Текст книги "Изюм (сборник)"
Автор книги: Татьяна Толстая
Жанр: Современная русская литература, Современная проза
Возрастные ограничения: +18
сообщить о неприемлемом содержимом
Текущая страница: 18 (всего у книги 22 страниц)
Пасха
Белые стены
Аптекарь Янсон в 1948 году построил дачу, чтобы сдавать городским на лето. И себе сделал пристроечку в две комнаты, над курятником, с видом на парник. Хотел жить долго и счастливо, кушать свежие яички и огурчики, понемножку торговать настойкой валерианы, которую любовно выращивал собственными руками; в июне собирался встречать ораву съемщиков с баулами, детьми и неуправляемой собакой. Господь судил иначе, и Янсон умер, и мы, съемщики, купили дачу у его вдовы.
Все это было бесконечно давно, и Янсона я никогда не видела, и вдову не помню. Если разложить фотографии веером, по годам и сезонам, то видно, как бешено множится и растет чингисханова орда моих сестер и братьев, как дряхлеет собака, как разрушается и зарастает лебедой уютное янсоновское хозяйство. Где был насест, там семь пар лыж и санки без счету, а на месте парника валяемся и загораем молодые мы, в белых атласных лифчиках хрущевского пошива, в ничему не соответствующих цветастых трусах.
В 1968 году мы залезли на чердак. Там еще лежало сено, накошенное Янсоном за год до смерти Сталина. Там стоял большой-большой сундук, наполненный до краев маленькими-маленькими пробочками, которыми Янсон собирался затыкать маленькие-маленькие скляночки. Там был и другой сундук, кованый, страшно сухой внутри на ощупь; в нем чудно сохранились огромные легкие валенки траурного цвета, числом шесть. Под валенками лежали, аккуратно убранные в стопочку, темные платья на мелкую, как птичка, женщину; под платьями – уже распадающиеся на кварки серо-желтые кружева, – их можно было растереть пальцами и просыпать на дно сундука, туда, где лежала, растертая и просыпанная временем, пыль неопознаваемого, неизвестно чьего, какого-то чего-то.

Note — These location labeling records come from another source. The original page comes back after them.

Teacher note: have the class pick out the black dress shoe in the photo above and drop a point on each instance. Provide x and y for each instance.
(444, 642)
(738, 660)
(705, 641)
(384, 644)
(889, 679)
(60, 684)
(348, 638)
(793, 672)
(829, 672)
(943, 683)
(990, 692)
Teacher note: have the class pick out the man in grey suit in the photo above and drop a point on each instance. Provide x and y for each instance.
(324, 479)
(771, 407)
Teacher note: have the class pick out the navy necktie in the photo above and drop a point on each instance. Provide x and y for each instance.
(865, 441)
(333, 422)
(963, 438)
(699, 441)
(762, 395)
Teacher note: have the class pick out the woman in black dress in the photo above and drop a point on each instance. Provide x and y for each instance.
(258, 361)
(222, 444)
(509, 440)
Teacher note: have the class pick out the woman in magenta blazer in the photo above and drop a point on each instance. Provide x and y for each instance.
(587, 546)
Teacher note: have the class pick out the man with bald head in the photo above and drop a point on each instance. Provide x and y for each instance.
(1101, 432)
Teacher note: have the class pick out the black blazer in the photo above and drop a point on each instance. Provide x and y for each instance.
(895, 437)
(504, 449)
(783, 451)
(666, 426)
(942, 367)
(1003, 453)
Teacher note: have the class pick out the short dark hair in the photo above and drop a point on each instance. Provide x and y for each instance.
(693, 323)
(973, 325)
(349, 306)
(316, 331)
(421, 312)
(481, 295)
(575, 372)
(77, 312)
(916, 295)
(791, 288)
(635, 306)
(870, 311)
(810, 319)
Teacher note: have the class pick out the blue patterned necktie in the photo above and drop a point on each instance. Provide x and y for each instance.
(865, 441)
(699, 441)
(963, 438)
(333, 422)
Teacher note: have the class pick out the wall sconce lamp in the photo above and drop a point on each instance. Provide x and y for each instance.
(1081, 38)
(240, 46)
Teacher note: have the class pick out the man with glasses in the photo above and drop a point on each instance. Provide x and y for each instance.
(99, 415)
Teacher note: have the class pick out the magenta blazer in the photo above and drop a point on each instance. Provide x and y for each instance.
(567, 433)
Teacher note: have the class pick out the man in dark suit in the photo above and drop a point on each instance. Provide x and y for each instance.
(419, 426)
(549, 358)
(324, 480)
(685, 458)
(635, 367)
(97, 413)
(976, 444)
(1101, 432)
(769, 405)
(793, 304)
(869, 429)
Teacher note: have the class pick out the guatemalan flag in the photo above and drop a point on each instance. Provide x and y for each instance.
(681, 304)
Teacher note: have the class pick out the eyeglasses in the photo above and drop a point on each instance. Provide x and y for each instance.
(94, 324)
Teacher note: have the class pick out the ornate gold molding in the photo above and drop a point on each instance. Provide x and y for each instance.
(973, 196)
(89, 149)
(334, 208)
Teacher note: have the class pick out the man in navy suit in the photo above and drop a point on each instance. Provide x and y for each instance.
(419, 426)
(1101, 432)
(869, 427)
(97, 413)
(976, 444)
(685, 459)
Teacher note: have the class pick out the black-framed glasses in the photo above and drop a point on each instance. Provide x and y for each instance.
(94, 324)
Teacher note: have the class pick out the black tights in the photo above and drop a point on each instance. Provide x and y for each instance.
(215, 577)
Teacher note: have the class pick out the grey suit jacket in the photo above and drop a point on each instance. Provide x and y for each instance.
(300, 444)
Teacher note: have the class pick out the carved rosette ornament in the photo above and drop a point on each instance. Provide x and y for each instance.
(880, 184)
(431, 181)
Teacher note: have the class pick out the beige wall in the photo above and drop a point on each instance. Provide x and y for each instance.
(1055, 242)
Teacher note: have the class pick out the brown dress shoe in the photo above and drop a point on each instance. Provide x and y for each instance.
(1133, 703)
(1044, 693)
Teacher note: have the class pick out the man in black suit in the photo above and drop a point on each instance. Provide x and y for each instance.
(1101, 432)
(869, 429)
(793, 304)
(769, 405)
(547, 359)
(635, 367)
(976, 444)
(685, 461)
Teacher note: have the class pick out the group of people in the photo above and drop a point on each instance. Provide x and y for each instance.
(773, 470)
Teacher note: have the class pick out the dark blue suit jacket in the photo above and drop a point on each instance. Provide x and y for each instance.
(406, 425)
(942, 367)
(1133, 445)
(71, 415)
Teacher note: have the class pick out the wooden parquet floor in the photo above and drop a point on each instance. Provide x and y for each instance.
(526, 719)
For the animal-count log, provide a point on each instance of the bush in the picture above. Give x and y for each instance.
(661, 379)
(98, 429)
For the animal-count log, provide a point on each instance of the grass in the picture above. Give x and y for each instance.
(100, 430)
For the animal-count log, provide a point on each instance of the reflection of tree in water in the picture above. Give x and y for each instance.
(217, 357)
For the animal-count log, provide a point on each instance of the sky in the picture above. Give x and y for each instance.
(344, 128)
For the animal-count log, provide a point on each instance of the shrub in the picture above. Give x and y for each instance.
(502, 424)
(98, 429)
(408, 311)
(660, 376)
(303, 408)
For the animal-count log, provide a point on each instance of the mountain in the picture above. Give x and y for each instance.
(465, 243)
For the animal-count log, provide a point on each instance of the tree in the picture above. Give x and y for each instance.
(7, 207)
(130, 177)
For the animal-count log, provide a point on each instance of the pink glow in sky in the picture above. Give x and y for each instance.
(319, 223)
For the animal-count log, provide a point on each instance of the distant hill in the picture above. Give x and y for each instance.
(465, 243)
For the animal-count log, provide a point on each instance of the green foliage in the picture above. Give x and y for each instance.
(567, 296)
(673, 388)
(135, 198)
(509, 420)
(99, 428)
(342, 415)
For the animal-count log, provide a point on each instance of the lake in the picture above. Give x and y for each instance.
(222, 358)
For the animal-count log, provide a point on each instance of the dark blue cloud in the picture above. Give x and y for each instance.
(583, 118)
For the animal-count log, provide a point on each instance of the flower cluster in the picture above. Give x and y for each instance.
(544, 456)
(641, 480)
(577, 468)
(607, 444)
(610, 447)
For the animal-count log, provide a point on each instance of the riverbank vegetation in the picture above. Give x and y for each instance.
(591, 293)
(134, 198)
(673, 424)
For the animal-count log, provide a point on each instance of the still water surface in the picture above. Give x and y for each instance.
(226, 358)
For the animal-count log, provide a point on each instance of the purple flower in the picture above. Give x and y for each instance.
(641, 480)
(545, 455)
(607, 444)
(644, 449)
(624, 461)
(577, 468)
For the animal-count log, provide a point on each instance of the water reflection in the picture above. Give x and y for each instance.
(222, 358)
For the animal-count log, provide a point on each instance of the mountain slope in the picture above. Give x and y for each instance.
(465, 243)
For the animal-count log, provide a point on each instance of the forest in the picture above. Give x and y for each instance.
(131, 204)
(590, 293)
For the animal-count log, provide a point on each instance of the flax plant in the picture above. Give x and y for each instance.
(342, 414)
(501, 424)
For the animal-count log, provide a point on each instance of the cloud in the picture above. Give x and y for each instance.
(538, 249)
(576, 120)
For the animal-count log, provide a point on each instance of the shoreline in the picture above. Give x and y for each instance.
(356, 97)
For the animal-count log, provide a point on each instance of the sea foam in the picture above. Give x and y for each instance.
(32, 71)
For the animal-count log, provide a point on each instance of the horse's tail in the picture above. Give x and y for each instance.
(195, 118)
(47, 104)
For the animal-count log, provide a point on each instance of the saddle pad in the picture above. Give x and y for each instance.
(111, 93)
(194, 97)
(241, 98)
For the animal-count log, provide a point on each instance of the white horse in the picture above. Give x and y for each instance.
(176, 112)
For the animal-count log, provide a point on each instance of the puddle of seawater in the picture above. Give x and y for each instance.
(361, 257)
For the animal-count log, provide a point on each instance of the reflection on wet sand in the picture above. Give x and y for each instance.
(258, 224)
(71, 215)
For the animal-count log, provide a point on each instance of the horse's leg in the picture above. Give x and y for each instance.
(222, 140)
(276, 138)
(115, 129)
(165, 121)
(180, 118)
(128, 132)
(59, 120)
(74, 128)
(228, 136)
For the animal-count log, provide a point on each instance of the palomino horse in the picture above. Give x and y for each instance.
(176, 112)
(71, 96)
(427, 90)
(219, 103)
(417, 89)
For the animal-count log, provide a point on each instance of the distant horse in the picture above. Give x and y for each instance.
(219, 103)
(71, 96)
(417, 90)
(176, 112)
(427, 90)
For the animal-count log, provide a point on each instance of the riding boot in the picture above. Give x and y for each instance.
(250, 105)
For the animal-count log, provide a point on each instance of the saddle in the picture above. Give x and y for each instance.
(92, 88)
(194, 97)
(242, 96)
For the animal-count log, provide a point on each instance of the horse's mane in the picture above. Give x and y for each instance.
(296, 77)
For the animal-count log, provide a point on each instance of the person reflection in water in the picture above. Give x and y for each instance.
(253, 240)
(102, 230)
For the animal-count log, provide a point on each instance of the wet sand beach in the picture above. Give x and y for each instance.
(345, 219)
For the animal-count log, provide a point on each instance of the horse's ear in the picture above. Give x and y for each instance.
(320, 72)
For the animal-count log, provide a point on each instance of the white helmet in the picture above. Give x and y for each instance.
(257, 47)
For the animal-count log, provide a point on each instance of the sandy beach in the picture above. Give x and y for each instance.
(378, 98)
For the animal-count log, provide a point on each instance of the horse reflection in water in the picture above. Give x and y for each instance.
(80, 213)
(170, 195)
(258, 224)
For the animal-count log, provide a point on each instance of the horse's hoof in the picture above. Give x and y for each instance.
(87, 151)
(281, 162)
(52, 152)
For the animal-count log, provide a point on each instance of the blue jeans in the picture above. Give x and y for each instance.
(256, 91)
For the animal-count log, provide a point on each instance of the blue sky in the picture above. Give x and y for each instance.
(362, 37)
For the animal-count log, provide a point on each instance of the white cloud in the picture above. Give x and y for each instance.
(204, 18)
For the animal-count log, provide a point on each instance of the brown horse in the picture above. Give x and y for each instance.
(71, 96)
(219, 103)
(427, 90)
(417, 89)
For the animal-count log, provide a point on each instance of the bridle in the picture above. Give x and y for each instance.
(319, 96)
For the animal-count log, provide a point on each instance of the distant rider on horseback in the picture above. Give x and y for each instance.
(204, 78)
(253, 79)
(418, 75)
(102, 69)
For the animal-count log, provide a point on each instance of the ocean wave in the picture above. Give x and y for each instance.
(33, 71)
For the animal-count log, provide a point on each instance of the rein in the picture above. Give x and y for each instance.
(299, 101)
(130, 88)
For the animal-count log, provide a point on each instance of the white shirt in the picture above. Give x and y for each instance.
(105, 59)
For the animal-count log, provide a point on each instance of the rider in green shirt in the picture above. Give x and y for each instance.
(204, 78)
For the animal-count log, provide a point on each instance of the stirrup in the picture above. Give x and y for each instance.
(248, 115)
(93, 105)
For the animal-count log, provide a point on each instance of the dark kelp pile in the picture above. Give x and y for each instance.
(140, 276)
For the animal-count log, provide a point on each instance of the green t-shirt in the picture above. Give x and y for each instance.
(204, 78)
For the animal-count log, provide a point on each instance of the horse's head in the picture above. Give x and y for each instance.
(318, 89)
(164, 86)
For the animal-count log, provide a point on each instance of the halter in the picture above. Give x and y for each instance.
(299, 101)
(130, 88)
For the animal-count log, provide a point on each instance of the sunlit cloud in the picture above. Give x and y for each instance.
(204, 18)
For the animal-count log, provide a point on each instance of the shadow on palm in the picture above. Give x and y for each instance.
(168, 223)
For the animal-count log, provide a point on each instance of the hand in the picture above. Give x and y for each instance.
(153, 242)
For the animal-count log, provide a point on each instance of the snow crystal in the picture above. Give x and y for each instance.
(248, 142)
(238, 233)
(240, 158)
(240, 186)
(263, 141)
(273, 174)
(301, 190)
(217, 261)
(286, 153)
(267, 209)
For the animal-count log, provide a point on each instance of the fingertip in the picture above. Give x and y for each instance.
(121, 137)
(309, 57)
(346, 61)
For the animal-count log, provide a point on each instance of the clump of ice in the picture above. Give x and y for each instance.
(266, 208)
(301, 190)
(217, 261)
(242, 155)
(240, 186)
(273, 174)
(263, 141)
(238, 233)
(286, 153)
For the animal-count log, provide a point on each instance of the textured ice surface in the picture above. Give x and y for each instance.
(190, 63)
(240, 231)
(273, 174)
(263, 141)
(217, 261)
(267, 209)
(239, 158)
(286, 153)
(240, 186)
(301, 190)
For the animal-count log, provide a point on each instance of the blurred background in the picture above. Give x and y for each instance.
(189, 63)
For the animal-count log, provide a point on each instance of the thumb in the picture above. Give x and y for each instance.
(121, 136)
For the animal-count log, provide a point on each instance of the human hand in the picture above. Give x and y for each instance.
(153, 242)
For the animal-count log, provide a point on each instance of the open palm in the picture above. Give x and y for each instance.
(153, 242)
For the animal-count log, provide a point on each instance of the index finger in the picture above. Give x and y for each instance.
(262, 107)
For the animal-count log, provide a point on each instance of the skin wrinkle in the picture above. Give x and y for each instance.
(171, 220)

В 1980 году, в припадке разведения клубники, мы перекопали бурьян в том углу сада, где, по смутным воспоминаниям старожилов, некогда цвел и плодоносил аптекарский эдем. На некоей глубине мы откопали некий большой железный предмет, испугались, выслушали заверения тех же старожилов, что это не снаряд, потому что во время войны сюда ничего не долетало, опять испугались и зарыли это, притоптав. Когда перекладывали печку, ничего янсоновского не нашли. Когда меняли печную трубу – тоже. Когда кухня провалилась в подпол, а рукомойник в курятник, – очень надеялись, но напрасно. Когда заделывали огромную дыру, оставленную пролетариатом между совершенно новой трубой и абсолютно новой печью, – нашли брюки и обрадовались, но это были наши же собственные брюки, потерянные так давно, что их не сразу опознали. Янсон рассеялся, распался, ушел в землю, его мир был уже давно и плотно завален мусором четырех поколений мира нашего. И уже подросли такие возмутительно новые дети, которые не помнили украденной любителями цветных металлов таблички «М. А. Янсонъ», не кидались друг в друга сотнями маленьких-маленьких пробочек, не находили в зарослях крапивы белый зонтик заблудившейся, ушедшей куда глаза глядят валерианы.
Летом прошлого, 1997 года, обсчитавшись сдуру и решив, что даче нашей исполняется полвека, мы решили как-нибудь отпраздновать это событие и купили белые обои с зелеными веночками. Пусть, подумали мы, в том закуте, где отваливается от стены рукомойник, где на полке стоят банки засохшей олифы и коробки со слипшимися гвоздями, – пусть там будет Версаль. А чтобы дворцовая атмосфера была совсем уж роскошной, мы старые обои отдерем до голой фанеры и наклеим наш помпадур на чистое. Евроремонт так евроремонт.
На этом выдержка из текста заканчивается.